Le franc congolais a gagné environ 29 % de valeur face au dollar américain en un an, passant d’environ 2 700 francs pour un dollar à près de 2 100 francs. Dans un continent où la plupart des monnaies reculent, cette progression place la RDC dans une situation à part. Elle traduit un durcissement clair de la politique monétaire et une utilisation active des réserves de change.
Les réserves internationales atteignent environ 7,4 milliards USD, soit plus de 20 % de hausse en un an. Ce matelas en devises donne à la Banque centrale du Congo une vraie capacité d’intervention sur le marché des changes. Quand la demande de dollars monte, la Banque peut en injecter pour calmer les tensions. Quand la liquidité en francs est jugée trop élevée, elle peut la retirer pour limiter la pression sur les prix et sur le taux de change.
Au cœur de cette stratégie, un mécanisme simple. La BCC rend le franc un peu plus rare et le dollar un peu plus disponible. En réduisant la masse de francs en circulation, elle freine la création de crédit et la hausse de la demande intérieure. En offrant davantage de dollars au marché, elle répond aux besoins des importateurs et des banques. Ce travail de « stérilisation » monétaire et d’injection ciblée de devises soutient le franc congolais et limite les dérapages sur les prix à la consommation.
Cette évolution s’appuie aussi sur une conjoncture très favorable pour les matières premières. La RDC vend du cuivre et du cobalt sur un marché mondial porté par la transition énergétique. Chaque cargaison exportée rapporte des dollars. Ces entrées de devises alimentent les réserves, renforcent le bilan de la Banque centrale et donnent plus de poids à sa politique de change. Tant que les cours restent élevés, ce cercle reste positif pour la monnaie.
Une monnaie plus forte, entre gain de stabilité et tension pour le budget
Une appréciation de près de 30 % du franc congolais a des effets directs sur l’économie réelle. Pour les importateurs, le coût en francs des biens achetés en dollars baisse. Le carburant, certains médicaments, une partie des produits alimentaires payés en devises sont moins chers que si le taux de change avait continué à se dégrader. Cette trajectoire aide la lutte contre l’inflation importée et soutient le pouvoir d’achat, même si d’autres facteurs se mêlent au niveau des prix comme la fiscalité, les marges commerciales et les coûts logistiques.
Pour le tissu productif, le signal est plus nuancé. Une monnaie plus forte renchérit les exportations qui ne sont pas liées au secteur minier. Un industriel local qui vend du ciment, des produits agroalimentaires ou des biens manufacturés à l’étranger doit composer avec un taux de change qui réduit son avantage de prix. Ce risque de « maladie hollandaise » existe chaque fois qu’un pays dépend fortement des matières premières et voit sa monnaie se renforcer avec la montée des cours.
Sur les comptes publics, les effets sont sensibles. Une grande partie des recettes de l’État liées aux mines est encaissée en dollars, qu’il s’agisse de taxes, de redevances ou de dividendes. Lorsque le franc se renforce, chaque dollar converti donne moins de CDF. En clair, pour une même quantité de dollars, la trésorerie de l’État en monnaie locale diminue. Le ministère des Finances voit donc ses marges de manœuvre se resserrer en francs alors même que les signaux monétaires semblent favorables.
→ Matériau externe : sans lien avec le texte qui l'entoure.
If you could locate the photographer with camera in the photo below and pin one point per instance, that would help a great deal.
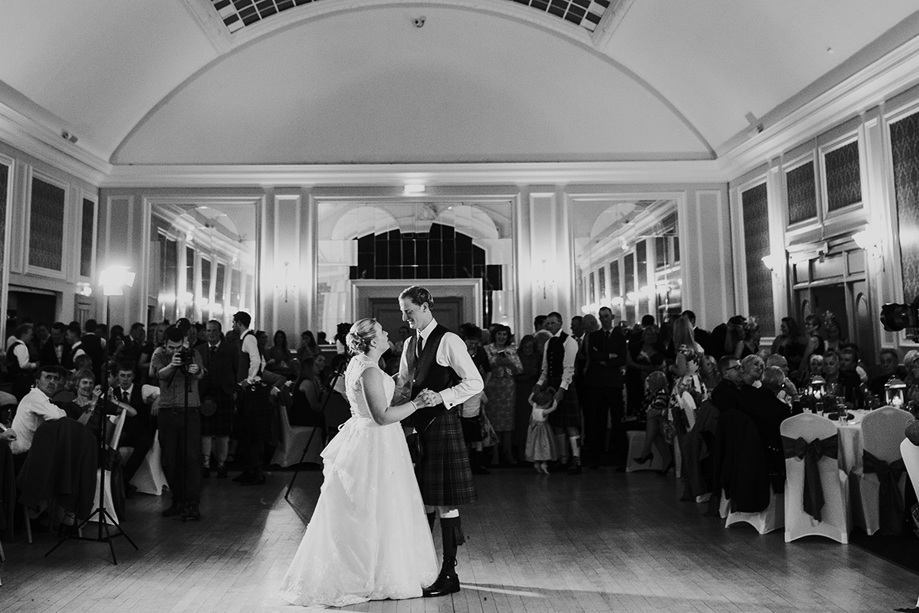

Cette tension entre stabilité monétaire et contrainte budgétaire oblige Kinshasa à un suivi très serré des flux. D’un côté, la BCC doit maintenir la crédibilité du franc, préserver ses réserves et garder la main sur l’inflation. De l’autre, le Gouvernement doit financer salaires, subventions, investissements et dépenses sociales avec des recettes en CDF qui se contractent mécaniquement lorsque la monnaie se renforce trop vite.
La dépendance au secteur extractif reste le point faible de ce schéma. Si les prix du cuivre et du cobalt se replient, les recettes en devises diminuent, les réserves se stabilisent ou baissent, et la capacité de la Banque centrale à défendre le franc se réduit. Le pays se retrouve alors face au risque inverse, avec un retour possible de la pression sur le taux de change et sur l’inflation.
À court terme, le franc congolais se classe parmi les monnaies les plus solides du continent africain. Cette situation reflète une combinaison rare de discipline monétaire et de conjoncture favorable pour les matières premières. À moyen terme, la question clé est la suivante, transformer cette période de stabilité en base pour diversifier l’économie, développer l’industrie locale et réduire la vulnérabilité aux cycles des cours mondiaux.
Sans ce changement de structure, la trajectoire du franc restera largement tributaire des mines et des décisions de politique économique à Kinshasa, qu’il s’agisse de la gestion du budget, de la stratégie d’endettement ou du soutien aux secteurs productifs hors ressources naturelles.